Commissioner Chloe Eudaly was the lone vote against the budget, saying it didn’t go far enough to address community outcry for dramatic reform.

This was the second time the commissioner voted against the budget. Last week, when the budget included an emergency clause – meaning it needed to pass unanimously – Eudaly made the surprise decision to vote against it. She cast her no vote after the changes she proposed failed to garner any support from her colleagues. One of these changes would have seen another $4.6 million come out of the police bureau’s budget. That no vote meant the budget had to come before council again this week, when it no longer needed to pass unanimously.

Despite her no vote, Eudaly gave a nod to the concessions won by nightly protests that have seen thousands come out onto the streets against police brutality.

“Please do not be discouraged. We couldn’t have done this without you. What is happening today is big. It’s not everything you wanted, but it’s not incremental,” she said. “Please take a moment to celebrate this victory.” 

Before their yes votes, Commissioner Amandra Fritz and Portland Mayor Ted Wheeler gave thanks to Hardesty for her leadership.

Calling his partnership with Hardesty “phenomenal” and “one for the ages,” Wheeler said, despite being police commissioner, it was logical to defer to her leadership during a time of crisis in police accountability. 

He noted there were reforms in this budget he would not have pushed six months ago. But after hearing cries from the community that policing in Portland needs to fundamentally change, he said it was his duty as a leader to evolve.

“And that’s exactly what I’ve done,” he said.

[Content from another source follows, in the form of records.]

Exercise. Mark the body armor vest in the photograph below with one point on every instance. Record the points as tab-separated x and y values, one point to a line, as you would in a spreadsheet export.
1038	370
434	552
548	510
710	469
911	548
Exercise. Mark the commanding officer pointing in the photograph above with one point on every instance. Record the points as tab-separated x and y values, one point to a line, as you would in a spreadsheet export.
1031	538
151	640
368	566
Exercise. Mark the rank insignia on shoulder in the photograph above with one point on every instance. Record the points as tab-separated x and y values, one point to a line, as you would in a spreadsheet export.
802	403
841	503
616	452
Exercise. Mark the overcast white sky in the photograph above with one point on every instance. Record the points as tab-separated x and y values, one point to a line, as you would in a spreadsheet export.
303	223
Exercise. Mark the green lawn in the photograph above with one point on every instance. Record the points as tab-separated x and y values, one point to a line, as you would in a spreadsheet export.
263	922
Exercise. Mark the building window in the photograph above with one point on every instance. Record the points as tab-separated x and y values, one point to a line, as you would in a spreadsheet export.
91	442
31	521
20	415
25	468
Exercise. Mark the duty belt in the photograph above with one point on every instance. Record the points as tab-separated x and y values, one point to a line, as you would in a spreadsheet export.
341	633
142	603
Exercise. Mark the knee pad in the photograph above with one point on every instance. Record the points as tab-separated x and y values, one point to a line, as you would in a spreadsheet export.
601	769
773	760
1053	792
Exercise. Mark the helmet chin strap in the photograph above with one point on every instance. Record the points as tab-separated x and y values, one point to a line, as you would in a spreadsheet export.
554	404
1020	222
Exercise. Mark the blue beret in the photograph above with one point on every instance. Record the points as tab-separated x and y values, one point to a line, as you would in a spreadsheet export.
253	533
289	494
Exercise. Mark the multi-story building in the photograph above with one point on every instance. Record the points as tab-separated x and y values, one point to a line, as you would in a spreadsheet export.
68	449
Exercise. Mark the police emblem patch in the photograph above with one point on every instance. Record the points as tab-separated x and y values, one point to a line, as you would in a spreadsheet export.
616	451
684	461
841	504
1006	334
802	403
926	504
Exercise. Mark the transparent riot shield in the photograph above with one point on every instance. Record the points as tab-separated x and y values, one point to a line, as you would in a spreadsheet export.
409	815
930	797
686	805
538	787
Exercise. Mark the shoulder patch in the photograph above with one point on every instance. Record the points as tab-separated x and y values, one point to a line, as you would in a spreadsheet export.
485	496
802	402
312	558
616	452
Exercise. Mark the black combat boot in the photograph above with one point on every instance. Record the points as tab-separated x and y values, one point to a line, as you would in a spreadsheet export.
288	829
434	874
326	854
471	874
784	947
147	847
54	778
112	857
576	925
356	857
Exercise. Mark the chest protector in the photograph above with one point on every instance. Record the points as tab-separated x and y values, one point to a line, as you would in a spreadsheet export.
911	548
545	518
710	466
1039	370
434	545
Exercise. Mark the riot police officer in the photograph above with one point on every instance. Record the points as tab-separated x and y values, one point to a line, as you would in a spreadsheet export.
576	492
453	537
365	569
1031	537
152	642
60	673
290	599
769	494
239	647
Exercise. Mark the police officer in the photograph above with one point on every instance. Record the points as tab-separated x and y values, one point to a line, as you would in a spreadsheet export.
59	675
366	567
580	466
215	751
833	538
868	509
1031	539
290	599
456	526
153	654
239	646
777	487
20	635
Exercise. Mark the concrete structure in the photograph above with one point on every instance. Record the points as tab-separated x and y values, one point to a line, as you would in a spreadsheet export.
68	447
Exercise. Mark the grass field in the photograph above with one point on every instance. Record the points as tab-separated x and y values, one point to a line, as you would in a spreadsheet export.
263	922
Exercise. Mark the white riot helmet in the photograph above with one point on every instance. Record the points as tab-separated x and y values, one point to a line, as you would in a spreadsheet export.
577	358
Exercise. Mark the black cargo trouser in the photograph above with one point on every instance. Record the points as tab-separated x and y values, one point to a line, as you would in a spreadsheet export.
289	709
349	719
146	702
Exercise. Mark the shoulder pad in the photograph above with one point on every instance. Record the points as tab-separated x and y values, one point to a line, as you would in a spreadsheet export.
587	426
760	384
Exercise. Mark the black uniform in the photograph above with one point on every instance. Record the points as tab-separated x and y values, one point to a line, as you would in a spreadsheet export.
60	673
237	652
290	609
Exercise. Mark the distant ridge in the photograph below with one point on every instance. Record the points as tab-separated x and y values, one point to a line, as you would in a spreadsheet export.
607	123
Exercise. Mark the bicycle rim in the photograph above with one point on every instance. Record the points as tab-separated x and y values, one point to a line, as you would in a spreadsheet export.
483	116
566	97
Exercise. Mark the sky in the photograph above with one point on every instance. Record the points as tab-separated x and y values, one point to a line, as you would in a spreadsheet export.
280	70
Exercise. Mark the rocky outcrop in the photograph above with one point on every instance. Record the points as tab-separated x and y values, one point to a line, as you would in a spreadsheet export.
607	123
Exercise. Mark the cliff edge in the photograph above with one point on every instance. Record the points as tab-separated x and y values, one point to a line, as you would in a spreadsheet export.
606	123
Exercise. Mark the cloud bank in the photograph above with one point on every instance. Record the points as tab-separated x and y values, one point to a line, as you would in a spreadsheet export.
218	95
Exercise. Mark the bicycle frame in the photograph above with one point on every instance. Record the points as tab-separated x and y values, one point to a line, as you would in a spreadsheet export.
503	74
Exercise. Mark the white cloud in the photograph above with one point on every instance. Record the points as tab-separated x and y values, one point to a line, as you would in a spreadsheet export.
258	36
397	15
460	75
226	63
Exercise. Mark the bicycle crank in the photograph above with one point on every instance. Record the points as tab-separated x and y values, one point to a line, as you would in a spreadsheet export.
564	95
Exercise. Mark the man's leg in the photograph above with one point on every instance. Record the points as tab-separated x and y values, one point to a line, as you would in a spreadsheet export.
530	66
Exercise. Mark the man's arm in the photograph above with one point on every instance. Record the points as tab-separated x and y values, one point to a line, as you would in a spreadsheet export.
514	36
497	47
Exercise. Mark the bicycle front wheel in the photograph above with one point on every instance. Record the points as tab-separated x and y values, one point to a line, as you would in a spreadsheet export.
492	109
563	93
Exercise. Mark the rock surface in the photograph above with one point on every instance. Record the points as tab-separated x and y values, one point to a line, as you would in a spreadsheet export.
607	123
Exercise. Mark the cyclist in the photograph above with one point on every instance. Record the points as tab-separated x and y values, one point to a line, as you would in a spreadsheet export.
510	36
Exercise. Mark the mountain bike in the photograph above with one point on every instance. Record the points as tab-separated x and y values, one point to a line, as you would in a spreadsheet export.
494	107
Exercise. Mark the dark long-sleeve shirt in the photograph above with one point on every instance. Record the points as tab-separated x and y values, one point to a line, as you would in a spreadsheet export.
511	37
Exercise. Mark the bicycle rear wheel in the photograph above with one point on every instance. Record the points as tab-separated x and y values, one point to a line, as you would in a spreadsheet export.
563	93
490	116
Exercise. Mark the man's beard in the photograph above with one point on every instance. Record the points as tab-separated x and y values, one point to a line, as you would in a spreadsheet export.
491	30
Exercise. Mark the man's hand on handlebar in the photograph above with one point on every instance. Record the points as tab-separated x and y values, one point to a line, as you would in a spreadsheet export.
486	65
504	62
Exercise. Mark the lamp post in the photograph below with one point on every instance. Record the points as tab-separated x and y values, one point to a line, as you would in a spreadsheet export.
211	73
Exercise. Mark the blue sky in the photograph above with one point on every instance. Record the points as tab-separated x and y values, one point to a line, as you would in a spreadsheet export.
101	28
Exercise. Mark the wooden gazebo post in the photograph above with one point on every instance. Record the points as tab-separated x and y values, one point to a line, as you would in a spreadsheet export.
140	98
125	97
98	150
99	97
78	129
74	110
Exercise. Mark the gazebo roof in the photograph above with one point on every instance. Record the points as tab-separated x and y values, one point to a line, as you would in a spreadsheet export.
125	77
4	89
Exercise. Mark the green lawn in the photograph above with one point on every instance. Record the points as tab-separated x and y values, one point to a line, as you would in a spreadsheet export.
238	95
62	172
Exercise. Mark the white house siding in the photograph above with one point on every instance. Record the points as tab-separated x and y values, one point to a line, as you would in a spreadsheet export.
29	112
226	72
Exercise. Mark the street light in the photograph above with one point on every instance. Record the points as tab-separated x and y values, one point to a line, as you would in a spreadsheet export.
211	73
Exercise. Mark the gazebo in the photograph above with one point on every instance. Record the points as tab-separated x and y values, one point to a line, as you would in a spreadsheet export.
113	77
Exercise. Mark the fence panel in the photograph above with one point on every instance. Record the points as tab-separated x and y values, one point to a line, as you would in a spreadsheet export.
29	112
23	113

Commissioner Amanda Fritz, who is retiring and has received criticism for staying comparatively quiet during these weeks of protests compared to her colleagues, said, as a white woman, it had made sense to take a back seat. The commissioner got choked up as she thanked Hardesty.

“If ever there was a time for white people to be quiet and let other people have the floor and tell us what they want, this was it,” said Fritz. 

As the commissioners made their remarks and cast their votes, groups of protesters had gathered outside the mayor’s apartment downtown, pushing for the council to make a last minute change and cut funding by more than $15 million.

In her closing remarks before her vote, Hardesty expressed frustration toward some of these new white activists who include her in their call for leaders to take more drastic steps.

“It is not appropriate for you to say that I have not gone far enough.,” she said. “You don’t know the shoes that I’ve walked in over the 30 years I’ve lived in Portland.”

She brought up Kendra James, Keaton Otis, and Aaron Campbell – three black people killed by the Portland police – and asked where these demands for equality were at the time. 

Later in the afternoon, the council voted to make June 19th, a holiday commemorating the end of slavery in the U.S. a paid day off for city employees, 

“As an initial step the City of Portland formally recognizes and apologizes for the atrocities Black people have suffered in this nation and Portland, OR,” read the ordinance unanimously passed Wednesday.